Egged on by figures like him, a growing number of students are beginning to question the very premise of medical education itself.
This coming Saturday, the European Commission will continue rolling out the AI Act and enter into force the governance rules and obligations for General Purpose AI (GPAI). These regulations are the world’s first comprehensive legal framework, and classify systems according to risk, mandating transparency, documentation, and safety.
Systems like ChatGPT fall under the GPAI and with them come a set of obligations such as informing users they're interacting with AI, detailing training data and safety limitations, and restricting use in high-risk domains without appropriate oversight, including healthcare. This might be a buzzkill for ' techno-optimists' and surely for Alexandre, but policy makers argue that ensuring that AI tools are rigorously tested before they are made available to the public and are subject to scrutiny afterwards is paramount. For medical schools and hospitals, it is a moment of realising that AI will no longer be a hidden assistant, it will be regulated and embedded in the workflow of diagnosis, prescription, and care.

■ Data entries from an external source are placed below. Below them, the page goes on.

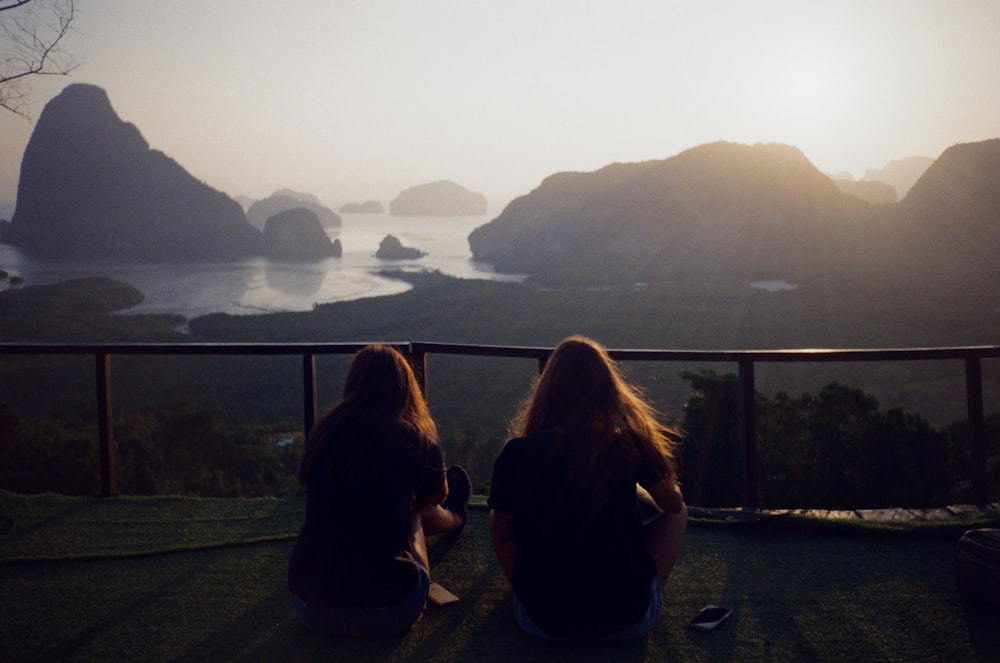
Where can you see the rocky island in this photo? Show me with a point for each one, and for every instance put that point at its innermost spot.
(390, 248)
(91, 186)
(442, 198)
(297, 233)
(367, 207)
(285, 199)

Alexandre's vision is playing out like Huxley's Brave New World. Medical journals are now already publishing AI-assisted studies. Startups are developing diagnostic Large language models (LLMs) trained on millions of anonymised patient cases. Health insurance firms in the US are deploying AI to detect fraud – and quietly, to doubt human doctors.

Picture shows the ChatGPT. Credit : Belga./Nicolas Maeterlinck.
In Belgium and across Europe, medical students still burn the midnight oil, some of them under the influence of ADHD drugs, energy drinks, and caffeine. They slog through anatomical charts and chemistry equations. But in parallel, neural networks are learning faster; not biology but patterns. They don’t care how the human body works. They care how it behaves. They care what comes next. Which, at its core, is what medicine is about, the ability to predict and intervene in human suffering. AI in this case won't just be a tool. It will be the doctor. The rest will follow instructions.
But surely there's something inherently human that goes beyond the technicalities, however scary, however sophisticated. It is about presence, a good diagnosis doesn't end with data, it begins with trust. Some may argue.
Should you still study medicine?
Alexandre would say no. He would tell you to launch a startup, study machine learning, move fast. The future, he warns, will not wait for ten years of lectures and lab coats. And it will unfortunately be reserved for a handful. Picture a society based on meritocracy and 'natural' selection where middle skills go down the drain. He warns.
As of now, studying remains for many young people a passport to dignity, service and understanding, when those students in Flanders asked ChatGPT for help during the exam, were they undermining medicine, or were they trying to respond to it? Not to the practice of it but the bureaucracy, the lagging pedagogy, the slow failure to acknowledge that intelligence, today, is no longer exclusively human and that it's time to adapt to it.